Lomé, 12 avr. (ATOP) – Un atelier de formation des formateurs sur la lutte contre la traite des personnes au Togo réunit, du 11 au 15 avril à Lomé, vingt Officiers de police judiciaire (OPJ) venus de Lomé et de l’intérieur du pays.
La formation se situe dans le cadre « Projet d’appui à la lutte contre la traite des personnes dans les pays du Golfe de Guinée », exécuté par Expertise France, avec le financement de l’Union Européenne et de la France.

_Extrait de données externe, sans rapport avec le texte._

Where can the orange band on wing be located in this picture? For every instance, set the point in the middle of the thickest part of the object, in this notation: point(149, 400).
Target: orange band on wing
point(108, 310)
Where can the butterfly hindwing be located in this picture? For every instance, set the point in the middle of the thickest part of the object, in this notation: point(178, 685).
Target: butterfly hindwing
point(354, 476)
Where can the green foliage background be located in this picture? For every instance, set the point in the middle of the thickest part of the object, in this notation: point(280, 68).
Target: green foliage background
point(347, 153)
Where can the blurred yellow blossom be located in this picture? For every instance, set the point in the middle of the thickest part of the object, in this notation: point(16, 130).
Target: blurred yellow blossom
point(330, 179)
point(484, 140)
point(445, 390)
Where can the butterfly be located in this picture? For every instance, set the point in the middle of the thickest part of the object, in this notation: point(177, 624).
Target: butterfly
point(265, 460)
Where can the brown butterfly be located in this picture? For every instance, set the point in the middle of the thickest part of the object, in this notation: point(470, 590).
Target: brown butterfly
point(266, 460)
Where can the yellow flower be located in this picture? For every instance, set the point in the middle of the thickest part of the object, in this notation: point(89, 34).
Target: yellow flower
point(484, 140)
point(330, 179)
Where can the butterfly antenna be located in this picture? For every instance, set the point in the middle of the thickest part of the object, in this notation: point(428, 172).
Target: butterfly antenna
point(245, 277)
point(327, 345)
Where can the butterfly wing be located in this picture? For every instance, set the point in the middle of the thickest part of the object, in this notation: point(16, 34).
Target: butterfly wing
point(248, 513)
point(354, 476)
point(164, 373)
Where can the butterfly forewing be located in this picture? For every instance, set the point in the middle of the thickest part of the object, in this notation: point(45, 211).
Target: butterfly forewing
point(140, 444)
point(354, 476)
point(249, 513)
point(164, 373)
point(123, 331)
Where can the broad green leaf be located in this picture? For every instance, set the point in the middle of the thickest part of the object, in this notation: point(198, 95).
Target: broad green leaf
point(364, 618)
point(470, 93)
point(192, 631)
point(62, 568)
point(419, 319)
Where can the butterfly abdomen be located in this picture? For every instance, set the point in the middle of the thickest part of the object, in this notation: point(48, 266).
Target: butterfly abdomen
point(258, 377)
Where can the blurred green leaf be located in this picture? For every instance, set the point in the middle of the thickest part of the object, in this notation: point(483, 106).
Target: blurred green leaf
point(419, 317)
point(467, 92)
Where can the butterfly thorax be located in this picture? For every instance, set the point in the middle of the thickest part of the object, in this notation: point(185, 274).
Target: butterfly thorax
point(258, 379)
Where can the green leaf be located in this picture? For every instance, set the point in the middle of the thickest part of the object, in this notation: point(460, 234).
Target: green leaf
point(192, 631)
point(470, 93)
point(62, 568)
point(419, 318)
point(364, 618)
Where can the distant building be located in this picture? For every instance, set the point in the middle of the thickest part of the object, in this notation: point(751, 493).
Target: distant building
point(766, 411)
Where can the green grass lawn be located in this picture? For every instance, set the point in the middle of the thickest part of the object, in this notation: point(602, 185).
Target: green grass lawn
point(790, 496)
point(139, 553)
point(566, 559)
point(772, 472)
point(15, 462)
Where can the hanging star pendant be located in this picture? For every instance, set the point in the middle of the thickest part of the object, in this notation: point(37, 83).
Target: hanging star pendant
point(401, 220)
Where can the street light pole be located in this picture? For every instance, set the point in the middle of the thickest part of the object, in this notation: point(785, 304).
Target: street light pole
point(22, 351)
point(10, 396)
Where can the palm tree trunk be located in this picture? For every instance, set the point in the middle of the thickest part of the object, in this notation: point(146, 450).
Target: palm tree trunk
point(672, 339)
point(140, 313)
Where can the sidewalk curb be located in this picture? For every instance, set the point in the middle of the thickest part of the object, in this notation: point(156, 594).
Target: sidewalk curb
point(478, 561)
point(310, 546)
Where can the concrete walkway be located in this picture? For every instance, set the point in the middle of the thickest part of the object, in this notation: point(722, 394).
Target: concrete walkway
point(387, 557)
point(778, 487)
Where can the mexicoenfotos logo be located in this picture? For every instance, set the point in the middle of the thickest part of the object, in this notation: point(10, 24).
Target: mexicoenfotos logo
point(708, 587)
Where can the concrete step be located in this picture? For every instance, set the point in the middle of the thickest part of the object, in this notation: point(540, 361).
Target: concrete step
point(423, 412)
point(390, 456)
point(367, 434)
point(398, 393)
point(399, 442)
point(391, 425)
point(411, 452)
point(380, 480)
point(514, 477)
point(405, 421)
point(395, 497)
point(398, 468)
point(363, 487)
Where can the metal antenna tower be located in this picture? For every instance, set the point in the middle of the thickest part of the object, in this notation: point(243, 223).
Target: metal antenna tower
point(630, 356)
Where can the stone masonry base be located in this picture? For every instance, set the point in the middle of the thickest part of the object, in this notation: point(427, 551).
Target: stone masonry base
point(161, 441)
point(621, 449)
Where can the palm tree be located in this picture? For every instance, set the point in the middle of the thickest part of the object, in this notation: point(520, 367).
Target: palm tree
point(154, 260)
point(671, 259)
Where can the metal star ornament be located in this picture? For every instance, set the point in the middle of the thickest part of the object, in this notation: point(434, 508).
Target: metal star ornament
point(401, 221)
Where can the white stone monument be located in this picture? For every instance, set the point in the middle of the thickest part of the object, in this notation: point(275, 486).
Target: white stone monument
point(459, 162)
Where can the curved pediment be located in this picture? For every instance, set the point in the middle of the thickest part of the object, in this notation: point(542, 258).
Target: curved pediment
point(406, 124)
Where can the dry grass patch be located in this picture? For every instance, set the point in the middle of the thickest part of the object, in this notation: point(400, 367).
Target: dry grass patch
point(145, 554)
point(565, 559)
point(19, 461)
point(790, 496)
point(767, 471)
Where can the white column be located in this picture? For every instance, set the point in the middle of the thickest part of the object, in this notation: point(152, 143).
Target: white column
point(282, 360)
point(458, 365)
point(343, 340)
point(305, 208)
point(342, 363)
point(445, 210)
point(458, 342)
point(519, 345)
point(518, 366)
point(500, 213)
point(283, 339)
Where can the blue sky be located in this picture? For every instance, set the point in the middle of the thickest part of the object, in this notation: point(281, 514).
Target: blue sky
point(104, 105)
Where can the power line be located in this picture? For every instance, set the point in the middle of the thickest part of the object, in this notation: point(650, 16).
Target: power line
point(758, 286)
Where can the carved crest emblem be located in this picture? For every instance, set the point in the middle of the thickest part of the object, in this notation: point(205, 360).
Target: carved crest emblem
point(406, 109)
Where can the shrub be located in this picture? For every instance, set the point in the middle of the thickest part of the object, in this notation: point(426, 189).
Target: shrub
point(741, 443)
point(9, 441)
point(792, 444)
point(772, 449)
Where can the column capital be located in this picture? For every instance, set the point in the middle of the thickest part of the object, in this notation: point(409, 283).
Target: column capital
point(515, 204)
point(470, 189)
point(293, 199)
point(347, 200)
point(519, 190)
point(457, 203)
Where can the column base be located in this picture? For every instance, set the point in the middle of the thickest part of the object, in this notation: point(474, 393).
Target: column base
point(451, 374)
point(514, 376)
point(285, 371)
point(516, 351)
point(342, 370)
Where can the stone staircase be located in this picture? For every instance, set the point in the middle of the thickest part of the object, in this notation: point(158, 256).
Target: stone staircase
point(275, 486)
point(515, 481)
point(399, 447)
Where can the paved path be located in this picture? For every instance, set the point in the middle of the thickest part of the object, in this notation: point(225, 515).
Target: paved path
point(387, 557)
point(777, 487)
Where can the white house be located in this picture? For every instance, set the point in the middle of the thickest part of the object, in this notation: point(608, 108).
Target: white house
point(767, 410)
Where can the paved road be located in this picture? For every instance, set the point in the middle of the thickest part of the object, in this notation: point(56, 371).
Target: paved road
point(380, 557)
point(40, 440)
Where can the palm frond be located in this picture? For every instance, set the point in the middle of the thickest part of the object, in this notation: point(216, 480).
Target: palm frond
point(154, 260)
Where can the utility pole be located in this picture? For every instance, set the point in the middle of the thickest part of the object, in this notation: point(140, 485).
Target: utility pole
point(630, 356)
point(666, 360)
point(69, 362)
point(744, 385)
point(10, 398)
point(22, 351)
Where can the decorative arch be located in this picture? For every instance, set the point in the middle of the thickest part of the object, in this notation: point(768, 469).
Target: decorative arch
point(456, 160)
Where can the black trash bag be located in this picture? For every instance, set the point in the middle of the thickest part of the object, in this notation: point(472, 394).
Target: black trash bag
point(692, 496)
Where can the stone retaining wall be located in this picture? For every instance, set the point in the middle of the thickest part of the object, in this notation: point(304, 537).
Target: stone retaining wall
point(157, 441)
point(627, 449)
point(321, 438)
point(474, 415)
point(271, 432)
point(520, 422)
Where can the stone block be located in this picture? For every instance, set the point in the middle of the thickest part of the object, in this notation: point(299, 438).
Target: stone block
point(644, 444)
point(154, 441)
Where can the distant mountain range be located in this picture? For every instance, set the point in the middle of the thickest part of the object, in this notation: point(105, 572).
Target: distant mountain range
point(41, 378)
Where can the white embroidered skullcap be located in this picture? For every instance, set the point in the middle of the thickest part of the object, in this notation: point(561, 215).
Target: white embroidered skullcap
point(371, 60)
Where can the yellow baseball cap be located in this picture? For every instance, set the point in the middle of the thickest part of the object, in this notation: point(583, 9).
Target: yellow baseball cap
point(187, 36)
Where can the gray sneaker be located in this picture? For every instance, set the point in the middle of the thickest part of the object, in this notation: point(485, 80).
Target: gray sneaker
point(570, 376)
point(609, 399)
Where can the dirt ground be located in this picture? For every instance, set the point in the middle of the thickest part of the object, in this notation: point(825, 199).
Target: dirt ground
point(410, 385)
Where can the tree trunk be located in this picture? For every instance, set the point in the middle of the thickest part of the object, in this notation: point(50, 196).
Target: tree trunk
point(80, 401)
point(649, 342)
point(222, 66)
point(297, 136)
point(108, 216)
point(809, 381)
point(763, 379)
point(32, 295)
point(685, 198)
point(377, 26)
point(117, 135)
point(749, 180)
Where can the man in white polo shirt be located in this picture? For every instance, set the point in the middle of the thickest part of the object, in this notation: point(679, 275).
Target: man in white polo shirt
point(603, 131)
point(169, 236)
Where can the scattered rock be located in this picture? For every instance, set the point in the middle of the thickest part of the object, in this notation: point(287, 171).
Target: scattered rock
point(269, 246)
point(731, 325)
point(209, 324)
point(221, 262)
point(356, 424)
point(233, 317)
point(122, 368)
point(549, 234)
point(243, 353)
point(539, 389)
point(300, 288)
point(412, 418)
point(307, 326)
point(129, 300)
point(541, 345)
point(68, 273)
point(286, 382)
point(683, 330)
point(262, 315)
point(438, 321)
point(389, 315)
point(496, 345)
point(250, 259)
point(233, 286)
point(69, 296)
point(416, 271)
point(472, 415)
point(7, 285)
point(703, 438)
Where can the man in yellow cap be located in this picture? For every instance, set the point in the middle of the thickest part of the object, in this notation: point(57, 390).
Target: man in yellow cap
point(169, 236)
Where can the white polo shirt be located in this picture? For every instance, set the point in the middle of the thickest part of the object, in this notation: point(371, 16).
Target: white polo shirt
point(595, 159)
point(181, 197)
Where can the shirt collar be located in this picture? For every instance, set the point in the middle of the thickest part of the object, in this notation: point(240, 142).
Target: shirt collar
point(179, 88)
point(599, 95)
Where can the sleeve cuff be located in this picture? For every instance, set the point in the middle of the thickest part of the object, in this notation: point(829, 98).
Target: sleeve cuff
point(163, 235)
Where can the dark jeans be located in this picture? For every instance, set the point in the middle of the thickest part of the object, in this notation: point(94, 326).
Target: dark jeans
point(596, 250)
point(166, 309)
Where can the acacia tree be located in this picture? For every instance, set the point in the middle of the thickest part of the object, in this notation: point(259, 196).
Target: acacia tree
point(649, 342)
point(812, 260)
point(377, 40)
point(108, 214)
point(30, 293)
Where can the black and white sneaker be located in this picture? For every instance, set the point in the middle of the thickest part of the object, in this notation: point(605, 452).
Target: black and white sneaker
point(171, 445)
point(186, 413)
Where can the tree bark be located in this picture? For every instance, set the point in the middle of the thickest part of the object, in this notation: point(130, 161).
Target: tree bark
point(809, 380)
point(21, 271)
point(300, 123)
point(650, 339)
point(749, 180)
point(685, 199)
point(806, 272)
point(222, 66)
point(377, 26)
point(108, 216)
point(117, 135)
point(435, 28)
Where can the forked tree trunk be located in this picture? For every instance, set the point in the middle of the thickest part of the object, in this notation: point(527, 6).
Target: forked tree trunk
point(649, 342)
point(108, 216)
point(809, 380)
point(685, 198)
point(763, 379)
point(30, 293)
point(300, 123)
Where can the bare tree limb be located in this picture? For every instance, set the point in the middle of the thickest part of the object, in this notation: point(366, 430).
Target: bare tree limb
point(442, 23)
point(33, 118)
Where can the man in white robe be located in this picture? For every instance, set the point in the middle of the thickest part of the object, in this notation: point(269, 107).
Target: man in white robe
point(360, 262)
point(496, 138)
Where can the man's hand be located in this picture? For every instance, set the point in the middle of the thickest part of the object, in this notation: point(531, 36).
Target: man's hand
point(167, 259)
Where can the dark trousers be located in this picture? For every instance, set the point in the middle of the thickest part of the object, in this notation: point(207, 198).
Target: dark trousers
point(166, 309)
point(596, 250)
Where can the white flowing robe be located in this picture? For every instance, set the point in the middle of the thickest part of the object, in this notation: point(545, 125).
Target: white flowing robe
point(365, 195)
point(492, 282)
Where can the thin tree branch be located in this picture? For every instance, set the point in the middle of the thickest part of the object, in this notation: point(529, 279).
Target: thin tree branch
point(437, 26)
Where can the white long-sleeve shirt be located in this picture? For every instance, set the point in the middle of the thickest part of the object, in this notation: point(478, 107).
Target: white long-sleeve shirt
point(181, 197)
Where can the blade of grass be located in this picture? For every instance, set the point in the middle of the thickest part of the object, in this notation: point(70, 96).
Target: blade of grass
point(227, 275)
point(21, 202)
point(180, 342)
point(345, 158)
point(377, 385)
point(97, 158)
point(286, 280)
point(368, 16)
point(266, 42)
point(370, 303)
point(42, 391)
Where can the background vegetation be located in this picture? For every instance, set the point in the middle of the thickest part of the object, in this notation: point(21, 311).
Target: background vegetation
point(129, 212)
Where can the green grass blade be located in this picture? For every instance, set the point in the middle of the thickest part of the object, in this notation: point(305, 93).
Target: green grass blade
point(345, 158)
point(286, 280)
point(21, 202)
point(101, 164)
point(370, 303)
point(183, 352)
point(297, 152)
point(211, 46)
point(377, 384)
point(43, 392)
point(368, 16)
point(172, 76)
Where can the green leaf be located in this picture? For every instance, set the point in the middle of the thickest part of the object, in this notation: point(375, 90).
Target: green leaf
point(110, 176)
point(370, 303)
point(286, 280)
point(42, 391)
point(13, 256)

Elle a pour objectif de renforcer les capacités de ces OPJ afin qu’ils puissent à leur tour former leurs pairs sur la traite des personnes au Togo.
Les participants seront instruits sur le contexte général et spécifique de la traite des personnes ; le cadre juridique et institutionnel ; la détection, l’identification, la protection et l’assistance des victimes. Ils approfondiront également leurs connaissances sur les poursuites pénales, la coopération et l’extradition en matière de lutte contre la traite des personnes. Ces OPJ apprendront aussi les techniques de formation.
A l’ouverture des travaux, le secrétaire général du ministère de la Sécurité et de la Protection civile, Col. Akobi Messan a fait savoir que la traite des personnes est devenue un sujet inquiétant au Togo devenu à la fois un pays d’origine, de transit et de destination des victimes de la traite qui sont majoritairement des femmes et des enfants. « Dans la lutte contre ce fléau au plan national, le gouvernement, en collaboration avec les organisations internationales et nationales, a pris et continue de prendre un certain nombre de mesures aux plans législatif, institutionnel, administratif et social, en lien avec les engagements régionaux et internationaux sur la prévention des vulnérabilités, la poursuite des auteurs, la protection des victimes et la coopération », a-t-il précisé. Col. Akobi a cité, entre autres mesures, le décret portant création, attributions, organisation et fonctionnement de la commission nationale de lutte contre la traite des personnes au Togo ; l’arrêté interministériel portant nomination des membres de la commission nationale de lutte contre la traite des personnes au Togo et l’adoption de la loi du 24 novembre 2015 portant nouveau code pénal et la loi du 6 juillet 2007 portant code de l’enfant.
D’après le chargé de projet Togo/Bénin d’Expertise France, Kodjovi Wilfried Agbo, pour que les poursuites pénales puissent répondre efficacement, il convient que les acteurs de la chaine pénale soient bien formés, notamment sur l’infraction de traite. « Nous pensons que des sessions de formation continue des acteurs concernés sur les questions de traite (cadre juridique, techniques d’enquête, indicateurs de traite, prise en charge des victimes) à travers la mise en place d’un pool de formateurs leur permettra d’être plus efficaces dans leur travail de protection des victimes et de poursuite des auteurs », a-t-il dit.
Lancé depuis janvier 2020 au Togo, ce projet appuie cinq autres pays partenaires, notamment le Bénin, la Côte d’Ivoire, la Guinée, le Ghana et le Nigeria dans le renforcement de leurs actions et de leurs capacités pour une lutte ciblée et efficace contre la traite des êtres humains.